After being hit over and over again by various natural disasters and surviving the Covid-19 pandemic, it seems that the vast majority of U.S. citizens still live in denial. They have the “it won’t happen to me” mentality, and they fail to prepare and act when it does happen to them.
A nation living in denial
I remember a while back reading the Annual Disaster Statistical Review of 2016, which ranked our country second on the list of countries most frequently hit by natural disasters. Also, an FBI report from that very same year found that there was a 5-percent rise in violent crime in the U.S., totaling over 1.2 million incidents.
According to a Federal Emergency Management Agency (FEMA) survey, nearly 60% of American adults never practiced what to do in a disaster, and they never attended a disaster drill or preparedness exercise at work, school, or home.
Furthermore, only 39% of respondents have created and discussed an emergency plan with their household. All this considering that 80 percent of Americans currently live in counties that have been hit by a weather-related disaster since 2005.

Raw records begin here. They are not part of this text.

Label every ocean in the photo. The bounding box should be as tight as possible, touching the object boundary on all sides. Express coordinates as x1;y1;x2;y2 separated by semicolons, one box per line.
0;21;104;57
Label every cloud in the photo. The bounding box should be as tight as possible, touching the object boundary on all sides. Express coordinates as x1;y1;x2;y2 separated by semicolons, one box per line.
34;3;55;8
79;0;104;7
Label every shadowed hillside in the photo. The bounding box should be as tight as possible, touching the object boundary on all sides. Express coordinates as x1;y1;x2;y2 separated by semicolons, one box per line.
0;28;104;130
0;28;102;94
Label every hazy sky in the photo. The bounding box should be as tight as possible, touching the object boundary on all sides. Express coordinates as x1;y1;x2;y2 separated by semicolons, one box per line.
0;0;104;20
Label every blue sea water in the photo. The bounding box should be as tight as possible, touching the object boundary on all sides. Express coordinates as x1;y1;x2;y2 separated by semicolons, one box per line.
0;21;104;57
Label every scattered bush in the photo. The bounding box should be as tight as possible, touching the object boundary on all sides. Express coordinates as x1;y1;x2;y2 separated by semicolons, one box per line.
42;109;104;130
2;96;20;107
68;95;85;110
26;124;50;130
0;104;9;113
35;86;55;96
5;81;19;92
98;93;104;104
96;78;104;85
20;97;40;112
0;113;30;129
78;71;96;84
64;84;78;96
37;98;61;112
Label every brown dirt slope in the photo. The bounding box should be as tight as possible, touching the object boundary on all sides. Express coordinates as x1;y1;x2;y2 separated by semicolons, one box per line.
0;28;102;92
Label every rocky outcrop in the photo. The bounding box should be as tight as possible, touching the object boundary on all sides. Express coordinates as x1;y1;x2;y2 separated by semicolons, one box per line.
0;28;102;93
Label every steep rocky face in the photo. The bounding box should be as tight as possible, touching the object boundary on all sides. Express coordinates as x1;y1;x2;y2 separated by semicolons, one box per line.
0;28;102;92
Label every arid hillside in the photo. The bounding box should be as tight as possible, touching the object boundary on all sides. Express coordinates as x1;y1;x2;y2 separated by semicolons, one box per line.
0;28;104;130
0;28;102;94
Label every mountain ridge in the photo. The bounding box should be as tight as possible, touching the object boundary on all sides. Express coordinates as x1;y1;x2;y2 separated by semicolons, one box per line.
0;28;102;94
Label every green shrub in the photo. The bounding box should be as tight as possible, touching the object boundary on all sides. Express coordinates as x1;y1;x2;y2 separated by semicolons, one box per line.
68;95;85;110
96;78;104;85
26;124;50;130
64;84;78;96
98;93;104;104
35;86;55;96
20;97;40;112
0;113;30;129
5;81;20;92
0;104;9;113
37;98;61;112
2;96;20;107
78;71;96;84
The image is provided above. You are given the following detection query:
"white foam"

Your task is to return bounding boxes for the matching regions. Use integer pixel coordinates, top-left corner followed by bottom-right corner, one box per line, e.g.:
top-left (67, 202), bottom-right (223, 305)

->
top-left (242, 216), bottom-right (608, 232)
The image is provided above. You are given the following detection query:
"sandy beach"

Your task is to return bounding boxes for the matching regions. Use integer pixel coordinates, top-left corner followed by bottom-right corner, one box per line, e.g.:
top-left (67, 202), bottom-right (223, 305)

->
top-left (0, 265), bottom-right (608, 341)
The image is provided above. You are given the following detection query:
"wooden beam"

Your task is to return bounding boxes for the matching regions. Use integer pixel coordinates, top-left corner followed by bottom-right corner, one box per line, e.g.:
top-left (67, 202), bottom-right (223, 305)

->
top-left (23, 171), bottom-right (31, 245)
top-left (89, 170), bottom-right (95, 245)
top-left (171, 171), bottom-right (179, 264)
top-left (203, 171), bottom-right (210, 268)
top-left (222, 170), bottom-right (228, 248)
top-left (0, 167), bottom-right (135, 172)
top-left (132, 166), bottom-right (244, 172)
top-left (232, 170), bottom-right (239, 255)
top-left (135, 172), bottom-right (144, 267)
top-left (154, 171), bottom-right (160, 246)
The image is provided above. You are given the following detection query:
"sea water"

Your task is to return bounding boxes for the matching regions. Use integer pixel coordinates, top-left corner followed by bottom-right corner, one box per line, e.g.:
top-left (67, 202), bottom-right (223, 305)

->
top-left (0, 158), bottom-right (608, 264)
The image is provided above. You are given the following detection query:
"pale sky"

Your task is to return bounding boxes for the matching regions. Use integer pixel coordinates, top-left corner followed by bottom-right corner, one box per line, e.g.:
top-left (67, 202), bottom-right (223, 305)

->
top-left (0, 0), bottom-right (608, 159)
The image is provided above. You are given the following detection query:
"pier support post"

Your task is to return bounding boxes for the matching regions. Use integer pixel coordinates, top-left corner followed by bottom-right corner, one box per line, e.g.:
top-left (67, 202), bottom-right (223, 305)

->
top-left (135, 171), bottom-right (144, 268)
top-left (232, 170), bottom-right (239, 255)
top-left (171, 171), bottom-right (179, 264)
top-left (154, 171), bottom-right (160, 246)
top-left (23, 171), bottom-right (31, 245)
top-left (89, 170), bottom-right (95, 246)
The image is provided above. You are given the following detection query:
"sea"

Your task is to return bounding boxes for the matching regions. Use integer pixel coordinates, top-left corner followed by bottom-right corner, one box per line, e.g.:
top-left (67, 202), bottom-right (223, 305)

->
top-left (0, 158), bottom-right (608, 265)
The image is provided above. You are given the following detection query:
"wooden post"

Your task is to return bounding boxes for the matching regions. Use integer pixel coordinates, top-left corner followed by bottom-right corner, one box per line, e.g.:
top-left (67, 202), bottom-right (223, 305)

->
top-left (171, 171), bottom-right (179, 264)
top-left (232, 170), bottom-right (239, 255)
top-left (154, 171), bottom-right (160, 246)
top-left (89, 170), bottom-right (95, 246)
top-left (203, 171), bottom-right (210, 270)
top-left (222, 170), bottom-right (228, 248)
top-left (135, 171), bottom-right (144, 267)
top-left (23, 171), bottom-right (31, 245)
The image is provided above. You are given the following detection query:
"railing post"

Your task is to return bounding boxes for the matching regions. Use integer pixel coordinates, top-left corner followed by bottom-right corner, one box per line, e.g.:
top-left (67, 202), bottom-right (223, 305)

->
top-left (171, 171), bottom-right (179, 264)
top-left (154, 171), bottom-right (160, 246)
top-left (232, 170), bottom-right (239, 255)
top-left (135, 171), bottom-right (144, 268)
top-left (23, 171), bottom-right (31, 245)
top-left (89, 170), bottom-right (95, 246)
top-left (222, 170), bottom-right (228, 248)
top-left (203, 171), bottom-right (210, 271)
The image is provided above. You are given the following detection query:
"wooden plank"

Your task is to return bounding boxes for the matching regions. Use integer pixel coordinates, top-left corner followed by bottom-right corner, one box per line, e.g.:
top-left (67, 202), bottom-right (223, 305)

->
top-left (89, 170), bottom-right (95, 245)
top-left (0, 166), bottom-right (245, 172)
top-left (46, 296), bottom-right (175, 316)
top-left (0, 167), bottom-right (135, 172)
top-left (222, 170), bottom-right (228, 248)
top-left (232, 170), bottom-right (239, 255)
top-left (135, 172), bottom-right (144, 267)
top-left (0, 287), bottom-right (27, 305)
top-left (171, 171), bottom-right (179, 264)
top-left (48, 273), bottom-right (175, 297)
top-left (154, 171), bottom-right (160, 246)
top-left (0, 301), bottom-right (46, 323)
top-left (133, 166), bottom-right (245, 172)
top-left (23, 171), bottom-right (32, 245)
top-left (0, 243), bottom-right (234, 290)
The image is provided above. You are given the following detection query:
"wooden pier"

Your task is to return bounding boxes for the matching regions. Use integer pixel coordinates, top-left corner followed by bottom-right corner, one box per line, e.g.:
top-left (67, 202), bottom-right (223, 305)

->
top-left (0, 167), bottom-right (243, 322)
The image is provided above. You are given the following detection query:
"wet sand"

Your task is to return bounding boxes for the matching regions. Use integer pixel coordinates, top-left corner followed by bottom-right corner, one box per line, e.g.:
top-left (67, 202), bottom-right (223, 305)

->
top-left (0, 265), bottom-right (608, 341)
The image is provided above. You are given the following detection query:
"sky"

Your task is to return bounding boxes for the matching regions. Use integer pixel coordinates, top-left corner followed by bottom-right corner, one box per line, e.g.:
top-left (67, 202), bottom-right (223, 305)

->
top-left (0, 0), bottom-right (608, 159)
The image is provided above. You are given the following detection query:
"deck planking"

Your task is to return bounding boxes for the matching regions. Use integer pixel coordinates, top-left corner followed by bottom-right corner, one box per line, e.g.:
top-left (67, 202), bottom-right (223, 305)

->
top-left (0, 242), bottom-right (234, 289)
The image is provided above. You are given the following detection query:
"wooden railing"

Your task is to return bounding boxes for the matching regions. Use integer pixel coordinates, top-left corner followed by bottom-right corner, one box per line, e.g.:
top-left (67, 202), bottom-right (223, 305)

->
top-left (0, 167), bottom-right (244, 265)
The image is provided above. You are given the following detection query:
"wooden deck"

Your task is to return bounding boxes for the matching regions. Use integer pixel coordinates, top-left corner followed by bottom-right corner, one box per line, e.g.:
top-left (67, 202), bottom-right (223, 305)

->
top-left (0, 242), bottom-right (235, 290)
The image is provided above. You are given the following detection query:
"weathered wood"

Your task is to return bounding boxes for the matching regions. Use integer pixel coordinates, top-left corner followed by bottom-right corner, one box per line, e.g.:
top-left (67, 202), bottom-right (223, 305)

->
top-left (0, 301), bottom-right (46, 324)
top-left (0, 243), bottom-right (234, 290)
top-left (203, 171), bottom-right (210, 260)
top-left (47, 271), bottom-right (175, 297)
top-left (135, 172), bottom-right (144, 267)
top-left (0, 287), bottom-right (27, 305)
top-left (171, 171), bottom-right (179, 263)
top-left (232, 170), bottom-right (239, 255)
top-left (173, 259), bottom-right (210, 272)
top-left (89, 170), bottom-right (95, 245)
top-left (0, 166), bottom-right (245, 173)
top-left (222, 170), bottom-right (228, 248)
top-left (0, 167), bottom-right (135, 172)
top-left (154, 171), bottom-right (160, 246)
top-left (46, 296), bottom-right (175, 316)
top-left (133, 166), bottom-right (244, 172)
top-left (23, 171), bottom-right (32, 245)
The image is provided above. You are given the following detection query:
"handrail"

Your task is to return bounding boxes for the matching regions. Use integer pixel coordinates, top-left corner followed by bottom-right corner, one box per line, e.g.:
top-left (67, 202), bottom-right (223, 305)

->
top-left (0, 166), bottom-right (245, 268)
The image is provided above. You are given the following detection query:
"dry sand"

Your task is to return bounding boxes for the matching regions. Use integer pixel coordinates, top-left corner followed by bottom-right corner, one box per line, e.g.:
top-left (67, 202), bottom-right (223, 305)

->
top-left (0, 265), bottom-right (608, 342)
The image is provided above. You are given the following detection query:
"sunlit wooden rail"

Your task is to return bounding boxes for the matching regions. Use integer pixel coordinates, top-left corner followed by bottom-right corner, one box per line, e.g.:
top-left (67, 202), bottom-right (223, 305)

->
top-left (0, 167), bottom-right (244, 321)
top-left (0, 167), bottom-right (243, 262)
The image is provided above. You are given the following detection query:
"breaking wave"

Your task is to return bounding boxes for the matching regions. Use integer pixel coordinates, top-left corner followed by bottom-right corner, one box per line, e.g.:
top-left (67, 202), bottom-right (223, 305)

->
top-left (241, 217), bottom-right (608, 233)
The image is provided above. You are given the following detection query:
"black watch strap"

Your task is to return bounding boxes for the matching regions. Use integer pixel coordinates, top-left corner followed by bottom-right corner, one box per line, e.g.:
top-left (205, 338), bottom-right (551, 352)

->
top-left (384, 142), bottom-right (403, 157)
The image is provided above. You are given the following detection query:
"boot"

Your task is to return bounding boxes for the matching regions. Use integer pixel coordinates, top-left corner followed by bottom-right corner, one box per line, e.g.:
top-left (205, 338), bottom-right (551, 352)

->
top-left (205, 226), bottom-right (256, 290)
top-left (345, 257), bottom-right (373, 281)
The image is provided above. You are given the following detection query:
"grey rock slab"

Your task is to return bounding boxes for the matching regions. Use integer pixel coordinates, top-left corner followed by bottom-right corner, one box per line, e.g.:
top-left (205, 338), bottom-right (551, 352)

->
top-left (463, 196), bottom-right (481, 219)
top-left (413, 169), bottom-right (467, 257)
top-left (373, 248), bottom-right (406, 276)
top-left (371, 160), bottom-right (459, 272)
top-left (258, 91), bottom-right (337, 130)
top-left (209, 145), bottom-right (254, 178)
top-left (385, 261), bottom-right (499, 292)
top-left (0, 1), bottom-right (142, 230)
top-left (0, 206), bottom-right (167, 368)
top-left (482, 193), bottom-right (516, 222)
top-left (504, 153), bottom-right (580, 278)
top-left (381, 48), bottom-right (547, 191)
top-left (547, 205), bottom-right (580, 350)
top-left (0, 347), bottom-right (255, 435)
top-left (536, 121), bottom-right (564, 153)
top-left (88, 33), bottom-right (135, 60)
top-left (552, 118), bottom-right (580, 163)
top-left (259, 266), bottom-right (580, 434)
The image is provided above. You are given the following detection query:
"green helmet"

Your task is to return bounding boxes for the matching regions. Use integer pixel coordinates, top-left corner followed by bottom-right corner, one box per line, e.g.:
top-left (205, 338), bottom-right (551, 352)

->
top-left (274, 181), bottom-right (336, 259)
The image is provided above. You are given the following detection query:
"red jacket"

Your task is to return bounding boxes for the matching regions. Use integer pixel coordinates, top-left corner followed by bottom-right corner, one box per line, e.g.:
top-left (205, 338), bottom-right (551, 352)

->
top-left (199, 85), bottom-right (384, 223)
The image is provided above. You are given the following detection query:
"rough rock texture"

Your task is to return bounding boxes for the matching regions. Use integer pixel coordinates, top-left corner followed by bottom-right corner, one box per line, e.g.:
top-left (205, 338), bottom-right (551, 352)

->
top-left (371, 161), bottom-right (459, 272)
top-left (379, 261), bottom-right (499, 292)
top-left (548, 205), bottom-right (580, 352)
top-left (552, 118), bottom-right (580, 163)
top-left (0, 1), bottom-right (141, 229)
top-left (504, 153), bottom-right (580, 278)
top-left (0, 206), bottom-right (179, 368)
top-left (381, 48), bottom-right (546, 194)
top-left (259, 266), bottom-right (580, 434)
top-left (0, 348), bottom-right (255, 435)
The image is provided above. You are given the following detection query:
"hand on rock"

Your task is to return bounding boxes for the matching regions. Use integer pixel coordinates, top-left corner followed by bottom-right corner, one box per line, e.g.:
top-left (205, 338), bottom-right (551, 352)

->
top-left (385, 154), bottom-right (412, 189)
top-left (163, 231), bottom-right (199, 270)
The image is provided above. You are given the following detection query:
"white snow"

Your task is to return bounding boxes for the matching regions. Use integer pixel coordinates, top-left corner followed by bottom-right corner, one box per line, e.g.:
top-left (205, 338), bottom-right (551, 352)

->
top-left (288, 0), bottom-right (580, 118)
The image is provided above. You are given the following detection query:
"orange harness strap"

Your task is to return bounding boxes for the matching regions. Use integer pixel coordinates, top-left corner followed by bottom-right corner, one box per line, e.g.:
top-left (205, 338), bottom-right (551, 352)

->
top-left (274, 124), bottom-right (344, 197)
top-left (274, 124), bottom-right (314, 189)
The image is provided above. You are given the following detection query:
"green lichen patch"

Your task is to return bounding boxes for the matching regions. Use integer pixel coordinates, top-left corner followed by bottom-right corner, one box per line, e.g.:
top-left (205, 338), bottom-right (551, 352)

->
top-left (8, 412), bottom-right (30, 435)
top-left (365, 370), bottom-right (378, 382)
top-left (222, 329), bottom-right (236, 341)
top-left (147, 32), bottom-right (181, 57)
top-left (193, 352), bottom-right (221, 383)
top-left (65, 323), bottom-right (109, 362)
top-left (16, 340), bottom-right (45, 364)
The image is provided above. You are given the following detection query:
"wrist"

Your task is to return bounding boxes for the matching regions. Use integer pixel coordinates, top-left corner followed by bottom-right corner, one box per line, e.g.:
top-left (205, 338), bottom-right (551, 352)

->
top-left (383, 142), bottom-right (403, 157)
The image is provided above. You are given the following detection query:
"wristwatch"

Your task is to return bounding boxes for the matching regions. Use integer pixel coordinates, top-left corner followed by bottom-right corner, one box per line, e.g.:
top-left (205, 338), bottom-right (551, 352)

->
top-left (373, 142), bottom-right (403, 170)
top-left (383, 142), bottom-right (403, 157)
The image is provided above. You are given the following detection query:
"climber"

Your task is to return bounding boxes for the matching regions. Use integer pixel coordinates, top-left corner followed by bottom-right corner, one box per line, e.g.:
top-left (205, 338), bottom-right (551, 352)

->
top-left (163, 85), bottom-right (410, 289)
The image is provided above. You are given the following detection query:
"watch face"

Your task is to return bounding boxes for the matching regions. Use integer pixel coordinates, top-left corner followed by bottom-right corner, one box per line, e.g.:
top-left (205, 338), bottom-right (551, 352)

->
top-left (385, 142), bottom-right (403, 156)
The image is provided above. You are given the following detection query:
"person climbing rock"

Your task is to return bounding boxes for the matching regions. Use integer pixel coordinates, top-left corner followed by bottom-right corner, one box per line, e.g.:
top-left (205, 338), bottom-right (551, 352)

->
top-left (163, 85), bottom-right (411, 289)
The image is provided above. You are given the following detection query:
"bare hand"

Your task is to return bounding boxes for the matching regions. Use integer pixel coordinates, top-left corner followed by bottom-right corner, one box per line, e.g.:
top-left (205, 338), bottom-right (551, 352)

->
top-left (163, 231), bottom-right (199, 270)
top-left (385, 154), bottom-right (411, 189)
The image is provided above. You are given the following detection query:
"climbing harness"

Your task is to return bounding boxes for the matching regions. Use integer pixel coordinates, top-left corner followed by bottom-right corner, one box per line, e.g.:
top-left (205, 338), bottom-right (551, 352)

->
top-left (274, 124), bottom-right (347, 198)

FEMA’s findings show that even when faced with the serious risk of a life-altering disaster, people choose to be oblivious, nonchalant, or simply irrational about the importance of preparedness.
This is known as normalcy bias, a psychological state in which we ignore the possibility of disaster and assume our lives will always be normal.
Denial is a more common term for this type of behavior.
Denial is classified as a defense mechanism by 19th-century neurologist Sigmund Freud.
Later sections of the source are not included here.